|Carrie Wood Reeves, her husband, Luther, and four of her eight children
People are the most fascinating component of the world; humans cause object and setting to come alive. Writers know that a bounty of information can be easily and subtly revealed in one scene of narrative. With paint and brushes, visual artists do the same, but under much more difficulty. In one captured moment of time, motivation, movement and thought must be implied. For two years, a local artist has been doing just that. Her name is Kristina Laurendi Havens, and she has created enchanting pictorials of contemporary Woodstock townsfolk within the backdrop of our city. These portrayals in oil touch you with their vitality, beauty and pensiveness. Her depictions have put a frame around our citizens happily living their lives. The 40 works will be auctioned very soon to benefit the rescue of a favorite structure here. After restoration, the 1897 Reeves house will eventually landmark the Elm Street Cultural Arts Village. With careful vision, the organization has poured their artists' knowledge, business expertise and sweat into the effort. I am so glad. The Reeves house holds sentimental meaning to me.

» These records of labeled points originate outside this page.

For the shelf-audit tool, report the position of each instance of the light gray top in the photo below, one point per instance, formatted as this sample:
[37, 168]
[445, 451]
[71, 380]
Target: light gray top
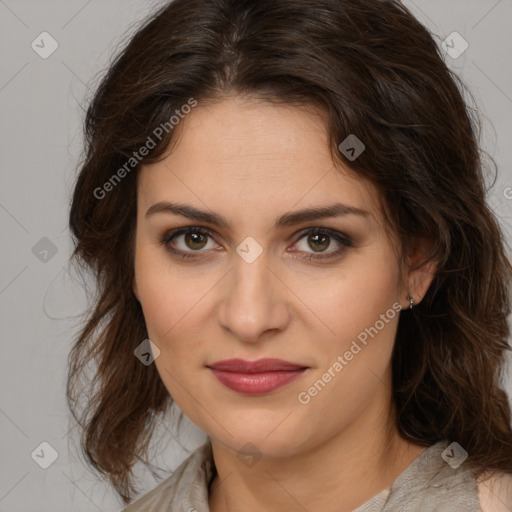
[428, 484]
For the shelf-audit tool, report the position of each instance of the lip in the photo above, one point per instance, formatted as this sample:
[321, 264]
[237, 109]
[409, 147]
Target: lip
[256, 377]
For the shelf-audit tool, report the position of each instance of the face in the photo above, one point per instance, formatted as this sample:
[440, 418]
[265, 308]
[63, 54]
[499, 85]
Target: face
[323, 293]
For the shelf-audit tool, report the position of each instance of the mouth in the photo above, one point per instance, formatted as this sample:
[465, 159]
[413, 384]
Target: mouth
[256, 377]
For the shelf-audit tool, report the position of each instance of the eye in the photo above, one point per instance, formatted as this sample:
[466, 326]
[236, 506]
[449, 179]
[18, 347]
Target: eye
[319, 240]
[188, 242]
[193, 239]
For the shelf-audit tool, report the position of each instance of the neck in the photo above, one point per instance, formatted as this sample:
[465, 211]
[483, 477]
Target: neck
[337, 475]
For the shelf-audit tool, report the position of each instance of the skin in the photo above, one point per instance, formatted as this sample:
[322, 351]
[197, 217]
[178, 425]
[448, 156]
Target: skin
[250, 162]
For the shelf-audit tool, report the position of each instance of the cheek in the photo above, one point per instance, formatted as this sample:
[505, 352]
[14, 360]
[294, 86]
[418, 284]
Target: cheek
[353, 299]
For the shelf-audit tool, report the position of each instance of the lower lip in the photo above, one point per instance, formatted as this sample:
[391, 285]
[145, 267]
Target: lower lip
[257, 383]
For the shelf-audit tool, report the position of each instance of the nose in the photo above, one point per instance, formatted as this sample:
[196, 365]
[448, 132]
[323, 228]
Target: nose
[254, 301]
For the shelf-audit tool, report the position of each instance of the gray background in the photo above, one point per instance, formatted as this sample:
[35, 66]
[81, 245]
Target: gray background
[42, 103]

Carrie Wood, loving and driven, lived in that home. Generations apart from her, I feel as if I know her. Born in 1879, she married Luther Reeves builder of that vintage abode we cherish today. My affection for this turn-of-the-century lady developed as I made preparations for the Preservation 2013 Woodstock exhibit highlighting some of our earliest female citizens. I've read the Reeves family history several times. On my errands, I often drive by the land, north of Main Street, that her family (the Wood clan) once cultivated. Most recently, at the Reeves house, I peeked inside those rooms in which she labored at a wood-burning stove, stored dried apples from her own trees, embraced hardworking Luther, chided her children, cried and laughed. She was something. Certainly her eight children thought so. Determined Carrie had the strength of an ox. In the family history, her son Sam Reeves tells of Carrie's never-ending household duties: growing everything they ate, making their clothes, doing laundry in a pot over a backyard fire, cooking meals and two fresh desserts, daily, for a family of ten.

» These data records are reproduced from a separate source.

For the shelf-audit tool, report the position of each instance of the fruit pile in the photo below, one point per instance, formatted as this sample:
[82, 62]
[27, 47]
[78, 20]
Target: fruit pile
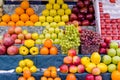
[56, 11]
[22, 16]
[83, 12]
[90, 41]
[113, 56]
[50, 74]
[72, 63]
[26, 76]
[48, 48]
[26, 64]
[70, 40]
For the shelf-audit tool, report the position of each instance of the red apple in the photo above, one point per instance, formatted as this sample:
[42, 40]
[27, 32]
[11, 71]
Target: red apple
[99, 77]
[89, 77]
[81, 68]
[68, 60]
[64, 68]
[73, 69]
[2, 50]
[76, 60]
[72, 52]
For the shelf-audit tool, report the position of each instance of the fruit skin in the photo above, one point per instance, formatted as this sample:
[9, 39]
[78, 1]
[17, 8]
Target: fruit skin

You may wonder how a woman managed to do all the above without electricity, grocery stores or modern appliances. I think I know what gave this petite woman, light as the cotton that grew around here, her inner steel. More than anything in the world, Carrie wanted to give her children a tranquil, secure home where their needs were well met; Carrie's childhood had been quite different. Her father died when she was two years old. Her mother succumbed when Carrie turned five. I shivered with empathy when I first read her brief account of a time soon after her mother's death. Orphaned Carrie stood on a box in the kitchen to look out the window as her siblings (the oldest only fifteen) scrambled to "save the harvest." Heartache and fear must have haunted them all. By the way, at the window, little Carrie was busy making their bread. Know any kindergartners who can do that?

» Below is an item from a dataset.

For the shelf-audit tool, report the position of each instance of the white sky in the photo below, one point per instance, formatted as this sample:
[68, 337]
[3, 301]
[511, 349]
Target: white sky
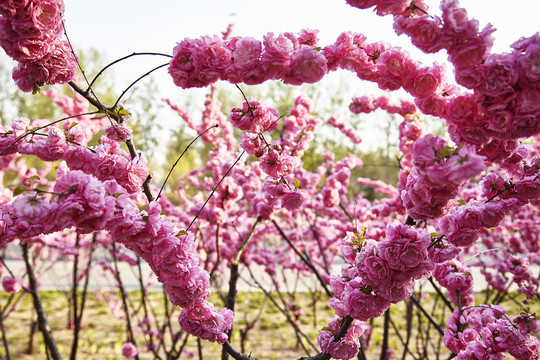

The following years are unclear concerning Carrie, but it's likely the younger children were shuffled off to others who took them in. Years later, in 1896 Woodstock, fully-grown Carrie joined in a Saturday night dance at the Haney farm where she met Luther Reeves and married him the next year at eighteen. And aren't we glad. Luther became a store keeper and selected twelve acres on which to build their home, and the couple quietly went about living. Their endeavors were far from easy, but life contained many rewarding days. For that simple reason, I know they would adore the painted vignettes of Woodstock townsfolk enjoying their lives, today. . . . Brava, Kristina Laurendi Havens! Stop by the studio she shares with Ann Litrel and see what both these artists create as if by magic as they strive to save an old house.